Advokat Bjurman was relieved when Salander called again and explained that she needed more money. She had postponed their most recent scheduled meeting with the excuse that she had to work, and a vague sense of uneasiness gnawed at him. Was she going to turn into an unmanageable problem child? But since she had missed the meeting, she had no allowance, and sooner or later she would be bound to come and see him. He could not help but be concerned that she might have discussed what had happened with some outsider.

She was going to have to be kept in check. She had to understand who was in charge. So he told her that this time the meeting would be at his home near Odenplan, not at the office. Upon hearing this news, Salander was silent for a long time on the other end of the telephone before she finally agreed.

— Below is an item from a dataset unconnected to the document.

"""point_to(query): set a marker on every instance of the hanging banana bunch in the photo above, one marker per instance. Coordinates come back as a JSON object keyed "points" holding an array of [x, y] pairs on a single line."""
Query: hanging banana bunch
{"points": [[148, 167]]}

She had planned to meet him at his office, exactly like last time. Now she was forced to see him in unfamiliar territory. The meeting was set for Friday evening. She had been given the building code, and she rang his doorbell at 8:30, half an hour later than agreed. That was how much time she had needed in the darkness of the building’s stairwell to run through her plan one last time, consider alternatives, steel herself, and mobilise the courage she would need.

 

At 8:00 Blomkvist switched off his computer and put on his outdoor clothing. He left the lights on in his office. Outside the sky was bright with stars and the night was freezing. He walked briskly up the hill, past Vanger’s house, taking the road to Östergården. Beyond Vanger’s house he turned off to the left, following an uglier path along the shore. The lighted buoys flickered out on the water, and the lights from Hedestad gleamed prettily in the dark. He needed fresh air, but above all he wanted to avoid the spying eyes of Isabella Vanger. Not far from Martin Vanger’s house he rejoined the road and arrived at Cecilia Vanger’s door just after 8:30. They went straight to her bedroom.

They met once or twice a week. Cecilia had not only become his lover out here in his place of exile, she had also become the person he had begun to confide in. It was significantly more rewarding discussing Harriet Vanger with her than with her uncle.

 

The plan began to go wrong almost from the start.

Bjurman was wearing a bathrobe when he opened the door to his apartment. He was cross at her arriving late and motioned her brusquely inside. She was wearing black jeans, a black T-shirt, and the obligatory leather jacket. She wore black boots and a small rucksack with a strap across her chest.

“Haven’t you even learned to tell the time?” Bjurman said. Salander did not reply. She looked around. The apartment looked much as she had expected after studying the building plans in the archives of the City Zoning Office. The light-coloured furniture was birch and beech-wood.

“Come on,” Bjurman said in a friendlier tone. He put his arm around her shoulders and led her down a hall into the apartment’s interior.
No small talk
. He opened the door to the bedroom. There was no doubt as to what services Salander was expected to perform.

She took a quick look around. Bachelor furnishings. A double bed with a high bedstead of stainless steel. A low chest of drawers that also functioned as a bedside table. Bedside lamps with muted lighting. A wardrobe with a mirror along one side. A cane chair and a small desk in the corner next to the door. He took her by the hand and led her to the bed.